January 22nd, marks the 49th anniversary of Roe v. Wade, the landmark Supreme Court case granting the right to an abortion “without excessive government restriction.” Year after year, Roe has weathered legal attacks, but this year, due to the conservative majority on the bench, the threat to Roe v. Wade is at an all-time high. A case heard by the Supreme Court on December 1st addressing a Mississippi abortion law posed a direct challenge to the precedent set by Roe. The decision will come out in June, but scholars who listened to the arguments are deeply concerned that this could be Roe’s last anniversary.
Back in 1973, Roe was an important step towards granting reproductive autonomy to people who could get pregnant.

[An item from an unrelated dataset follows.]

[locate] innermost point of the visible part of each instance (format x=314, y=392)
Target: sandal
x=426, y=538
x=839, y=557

However, Roe itself, was never enough to address the long history of government surveillance over the bodies of the most marginalized. In her book, Policing the Womb: Invisible Women and the Criminalization of Motherhood, law scholar, Michele Goodwin, examines “the reproductive health and rights debate and explores how legislators increasingly turn to criminalizing women”, predominantly black women, for both proceeding with a pregnancy or for ending one.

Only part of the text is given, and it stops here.